GrapheneOS is an open-source Android mobile operating system focused on security and privacy. Developed since 2014 by security specialists (originally named CopperheadOS), it is primarily installed on certain Google Pixel smartphones. Unlike standard Android, GrapheneOS is “hardened”: it restricts system permissions to the maximum, voluntarily rewrites critical components (such as the memory manager), and removes all Google services. Its goal is to provide “maximum security and privacy, without Google trackers”. The project is managed by the GrapheneOS Foundation (a Canadian nonprofit organization). It mainly targets users seeking an ultra-secure smartphone. The final interface resembles stock Android, but without Google apps (only core apps and a dedicated app manager). Advanced features (automatic Wi-Fi/Bluetooth deactivation, anti-tampering bootloader lock, enhanced encryption via the Titan chip) are built in natively to protect the user.
Numerous events in France recently
In the fall of 2025, Grapheneos has been the subject of much discussion in the French Republic. On November 19, 2025, the newspaper Le Parisien published an investigation in which the judicial police described GrapheneOS as “a preferred tool of drug traffickers”. According to these police sources, phones running GrapheneOS – often Google Pixels – had “become the standard for drug trafficking,” allowing users to evade data extractions (for instance via phone access boxes) thanks to advanced protection features such as automatic wiping in case of inspection attempts. Le Parisien even mentioned the existence of a secret “Snapchat-like” app that would erase the phone if someone tried to unlock it (GrapheneOS subsequently explained that no such tool existed in their systems). The developers strongly denounced a disinformation campaign. They stated that GrapheneOS is a free and open project, distributed only via their official website (no “dark web” distribution or shady resellers).

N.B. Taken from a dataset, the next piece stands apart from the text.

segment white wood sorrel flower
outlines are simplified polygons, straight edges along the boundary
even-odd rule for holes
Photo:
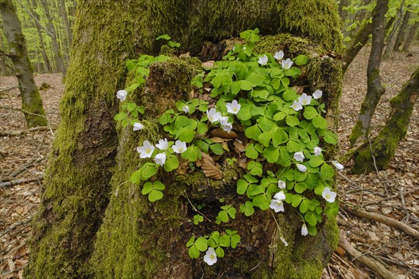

In response to this event and some others ones, in this hostile environment for them, GrapheneOS made a radical decision: the servers hosting its website and discussion services (Mastodon, Discourse, Matrix) were moved outside France (to Canada and Germany). The foundation explained that authorities had become hostile to encryption and secure devices, citing, among other things, the government support for the European “Chat Control” regulation (monitoring private messaging). Practically, GrapheneOS remains available in France (users can download it from the official site), but its developers no longer feel safe working or traveling there.
Facts and disinformation
Several technical points have been clarified to correct myths fueled by popular media. First, the alleged “spy” features of GrapheneOS are largely exaggerated or invented. As mentionned before, le Parisien cited, for example, a supposed “fake Snapchat” erasing data on command and a mysterious “panic button.” However, as Frandroid emphasized, “this is factually false. (…) GrapheneOS is a hardened, open-source, free Android system that you install yourself. There is no subscription, no remote management, no magical ‘panic button’ installed by default”. The developers stress that none of these nonexistent features are present in their code and that real threats come not from them, but from malicious forks of the software. Indeed, the police sometimes confuse GrapheneOS (a legitimate project) with unscrupulous resellers who take the free code, add malware or obfuscation tools, and then sell these modified phones at exorbitant prices (sometimes €2,000 per Pixel) to criminals.
Next, GrapheneOS and its supporters argue that they have neither paying users nor ‘clients’ (it’s a free and open project). As a result, the OS stores no confidential data on its servers, meaning that this server migration does not affect essential security functions (signature verification of updates, encryption, etc.).
There has been no official DNS blocking order against GrapheneOS. While some governments impose site blocks for suspected criminal facilitation, there is no indication that French authorities blocked access to the GrapheneOS site or associated domains. However, the fact that GrapheneOS abandoned French hosting and authorities publicly discussed “dismantling” encryption tools is perceived by the community as authorities pressure to indirectly restrict the use of this technology.
Legislative and political stakes
In the background, the GrapheneOS controversy reflects a broader debate on the regulation of encryption and privacy. In France and Europe, there's many discussions about the need to “break encryption” to enable judicial investigations. Draft texts like the Chat Control regulation (currently discussed at the European level) aim to monitor private message content.